French tackle bureaucracy to free up biogas initiatives
France is in the midst of a three year experiment launched last June aimed at speeding up renewable development, by cutting excess bureaucratic procedures.
There is now a single permit for biogas plants and wind turbines in a bid to speed up processes.
The country’s environment ministry has called for 1.500 methane proposals by 2017. The plants can produce heat and electricity, or cogeneration, or cleaned-up gas for pumping into the grid.
Bloomberg reports one such project in the French Pyreness which had undergone six years of studies, permits and meetings on topics ranging from the risk of lightning strikes to the local flora near the farm where construction is finally set to start this month on a fermentation plant to convert cattle and duck excrement into heat and power.
Europe’s biggest agricultural producer had 185 on-farm methane plants at the end of last year, compared to about 7.700 in Germany and red tape has been blamed for stymieing progress.
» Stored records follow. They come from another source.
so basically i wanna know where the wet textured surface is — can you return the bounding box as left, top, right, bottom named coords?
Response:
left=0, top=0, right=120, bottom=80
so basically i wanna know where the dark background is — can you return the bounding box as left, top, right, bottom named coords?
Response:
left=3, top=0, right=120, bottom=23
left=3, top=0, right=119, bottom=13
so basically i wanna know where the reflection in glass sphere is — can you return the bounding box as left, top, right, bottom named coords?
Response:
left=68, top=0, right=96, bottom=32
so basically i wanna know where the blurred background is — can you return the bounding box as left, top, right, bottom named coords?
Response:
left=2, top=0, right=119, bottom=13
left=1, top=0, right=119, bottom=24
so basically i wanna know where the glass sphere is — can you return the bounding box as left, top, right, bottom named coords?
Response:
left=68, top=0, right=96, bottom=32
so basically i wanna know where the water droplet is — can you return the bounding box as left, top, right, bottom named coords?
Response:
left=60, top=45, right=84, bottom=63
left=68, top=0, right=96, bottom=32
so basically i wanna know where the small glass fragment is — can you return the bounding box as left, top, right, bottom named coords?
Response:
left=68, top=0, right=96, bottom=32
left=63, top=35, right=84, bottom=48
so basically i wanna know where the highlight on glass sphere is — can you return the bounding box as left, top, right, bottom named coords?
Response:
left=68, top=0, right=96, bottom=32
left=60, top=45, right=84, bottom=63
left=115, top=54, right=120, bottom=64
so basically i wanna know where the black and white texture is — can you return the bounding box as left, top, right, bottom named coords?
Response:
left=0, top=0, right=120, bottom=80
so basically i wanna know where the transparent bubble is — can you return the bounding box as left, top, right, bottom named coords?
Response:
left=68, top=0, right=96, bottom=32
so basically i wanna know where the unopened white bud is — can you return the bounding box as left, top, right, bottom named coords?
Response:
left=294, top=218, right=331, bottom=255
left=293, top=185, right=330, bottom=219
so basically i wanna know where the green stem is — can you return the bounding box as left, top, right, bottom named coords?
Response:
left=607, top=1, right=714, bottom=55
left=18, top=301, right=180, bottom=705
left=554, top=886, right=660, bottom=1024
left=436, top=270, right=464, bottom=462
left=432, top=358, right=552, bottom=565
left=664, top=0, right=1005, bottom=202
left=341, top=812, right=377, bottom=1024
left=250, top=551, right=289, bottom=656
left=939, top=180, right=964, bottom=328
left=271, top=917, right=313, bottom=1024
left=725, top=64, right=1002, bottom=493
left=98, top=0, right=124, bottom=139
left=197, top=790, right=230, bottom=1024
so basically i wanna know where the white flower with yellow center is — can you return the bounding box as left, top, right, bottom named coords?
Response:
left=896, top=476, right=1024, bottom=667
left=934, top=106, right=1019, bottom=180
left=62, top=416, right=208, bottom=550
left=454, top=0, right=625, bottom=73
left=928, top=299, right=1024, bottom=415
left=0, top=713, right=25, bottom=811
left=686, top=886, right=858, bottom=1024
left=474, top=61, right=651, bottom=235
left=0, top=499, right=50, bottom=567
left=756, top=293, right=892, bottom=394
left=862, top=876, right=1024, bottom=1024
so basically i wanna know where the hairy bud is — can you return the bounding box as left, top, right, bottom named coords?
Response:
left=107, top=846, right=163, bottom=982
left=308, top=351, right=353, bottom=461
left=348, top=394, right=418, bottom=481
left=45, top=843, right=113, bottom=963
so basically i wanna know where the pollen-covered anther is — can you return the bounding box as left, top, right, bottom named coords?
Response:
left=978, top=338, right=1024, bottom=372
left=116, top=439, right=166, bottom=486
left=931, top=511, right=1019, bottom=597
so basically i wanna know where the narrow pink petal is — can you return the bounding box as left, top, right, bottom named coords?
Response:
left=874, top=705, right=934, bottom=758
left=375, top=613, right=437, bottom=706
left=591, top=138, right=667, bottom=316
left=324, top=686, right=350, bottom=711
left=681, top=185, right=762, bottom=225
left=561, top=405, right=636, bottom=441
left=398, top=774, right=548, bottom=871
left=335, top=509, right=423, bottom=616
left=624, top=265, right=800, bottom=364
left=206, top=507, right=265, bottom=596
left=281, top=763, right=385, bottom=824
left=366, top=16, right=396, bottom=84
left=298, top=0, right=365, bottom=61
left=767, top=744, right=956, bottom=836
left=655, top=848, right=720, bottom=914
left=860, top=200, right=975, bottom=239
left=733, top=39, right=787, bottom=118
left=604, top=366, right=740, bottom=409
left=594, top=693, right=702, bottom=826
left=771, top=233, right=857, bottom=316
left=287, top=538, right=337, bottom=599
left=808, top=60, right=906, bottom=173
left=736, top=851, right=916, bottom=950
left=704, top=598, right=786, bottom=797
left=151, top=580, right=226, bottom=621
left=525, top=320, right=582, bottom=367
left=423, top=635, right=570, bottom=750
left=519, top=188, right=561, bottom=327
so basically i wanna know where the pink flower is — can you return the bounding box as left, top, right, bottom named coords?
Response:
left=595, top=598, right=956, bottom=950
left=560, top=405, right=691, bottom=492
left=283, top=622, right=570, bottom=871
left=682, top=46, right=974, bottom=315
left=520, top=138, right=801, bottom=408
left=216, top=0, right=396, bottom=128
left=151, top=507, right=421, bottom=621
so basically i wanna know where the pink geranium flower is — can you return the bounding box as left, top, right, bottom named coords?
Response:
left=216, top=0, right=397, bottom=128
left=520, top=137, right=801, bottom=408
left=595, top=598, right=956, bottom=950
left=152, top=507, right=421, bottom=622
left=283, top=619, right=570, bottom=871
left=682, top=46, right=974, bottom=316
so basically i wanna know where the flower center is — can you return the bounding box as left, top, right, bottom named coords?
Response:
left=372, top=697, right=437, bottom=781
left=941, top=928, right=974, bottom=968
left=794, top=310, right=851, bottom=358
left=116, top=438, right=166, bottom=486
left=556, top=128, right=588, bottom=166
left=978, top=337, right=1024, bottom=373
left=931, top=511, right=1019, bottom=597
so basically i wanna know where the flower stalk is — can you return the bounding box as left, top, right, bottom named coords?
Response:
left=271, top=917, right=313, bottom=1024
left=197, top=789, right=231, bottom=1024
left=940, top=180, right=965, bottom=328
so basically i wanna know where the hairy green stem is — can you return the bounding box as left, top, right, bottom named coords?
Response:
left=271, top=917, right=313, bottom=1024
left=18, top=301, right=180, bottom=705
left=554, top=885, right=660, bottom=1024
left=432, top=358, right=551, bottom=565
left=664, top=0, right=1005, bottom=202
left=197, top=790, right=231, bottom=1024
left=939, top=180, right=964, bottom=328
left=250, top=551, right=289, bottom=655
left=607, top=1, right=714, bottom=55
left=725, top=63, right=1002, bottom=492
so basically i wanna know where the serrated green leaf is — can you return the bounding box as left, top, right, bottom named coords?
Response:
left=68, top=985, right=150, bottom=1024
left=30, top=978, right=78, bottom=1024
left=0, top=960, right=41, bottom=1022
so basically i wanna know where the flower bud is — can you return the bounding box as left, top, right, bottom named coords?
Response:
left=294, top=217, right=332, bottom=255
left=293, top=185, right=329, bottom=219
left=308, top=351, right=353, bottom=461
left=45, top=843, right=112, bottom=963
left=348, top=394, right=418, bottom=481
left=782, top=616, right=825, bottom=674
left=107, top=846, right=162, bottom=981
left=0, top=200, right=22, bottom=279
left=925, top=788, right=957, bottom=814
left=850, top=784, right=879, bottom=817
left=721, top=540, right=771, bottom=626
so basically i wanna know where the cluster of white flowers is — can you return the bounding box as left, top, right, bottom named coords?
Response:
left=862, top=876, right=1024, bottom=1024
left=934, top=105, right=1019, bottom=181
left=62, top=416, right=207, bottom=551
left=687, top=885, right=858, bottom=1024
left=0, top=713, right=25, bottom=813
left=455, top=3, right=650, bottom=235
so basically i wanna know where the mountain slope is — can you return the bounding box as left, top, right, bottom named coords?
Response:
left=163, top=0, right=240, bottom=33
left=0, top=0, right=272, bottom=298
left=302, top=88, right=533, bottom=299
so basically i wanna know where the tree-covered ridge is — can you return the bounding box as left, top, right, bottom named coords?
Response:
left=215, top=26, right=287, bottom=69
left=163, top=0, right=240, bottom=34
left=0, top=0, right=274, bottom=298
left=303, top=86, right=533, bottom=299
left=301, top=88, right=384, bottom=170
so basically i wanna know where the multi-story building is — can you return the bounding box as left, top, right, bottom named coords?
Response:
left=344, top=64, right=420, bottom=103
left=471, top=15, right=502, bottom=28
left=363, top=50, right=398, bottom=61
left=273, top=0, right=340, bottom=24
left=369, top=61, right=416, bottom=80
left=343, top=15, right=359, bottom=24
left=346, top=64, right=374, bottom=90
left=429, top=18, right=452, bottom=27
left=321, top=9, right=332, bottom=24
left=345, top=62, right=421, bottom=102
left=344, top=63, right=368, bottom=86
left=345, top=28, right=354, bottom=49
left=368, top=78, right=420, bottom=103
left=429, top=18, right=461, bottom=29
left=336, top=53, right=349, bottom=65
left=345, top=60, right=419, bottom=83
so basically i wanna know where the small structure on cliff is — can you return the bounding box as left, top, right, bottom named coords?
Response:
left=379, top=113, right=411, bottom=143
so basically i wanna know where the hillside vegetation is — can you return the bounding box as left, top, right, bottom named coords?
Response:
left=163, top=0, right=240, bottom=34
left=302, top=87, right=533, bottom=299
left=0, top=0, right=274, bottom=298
The regulatory process is slowed by separate government services handling construction and operating permits. After lengthy correspondence and numerous studies, getting initial approval for a methane plant can take one to three years.
The long lead time for projects discourages investment and holds back French biogas expansion, according to Engie, the new name for GDF Suez, operator of Europe’s largest natural gas network. From identifying a feedstock to producing the first methane takes an average five years, Xavier Passemard, head of the methanisation business at the company, told the news agency. German farmers can get from corn to gas in half that time, he said.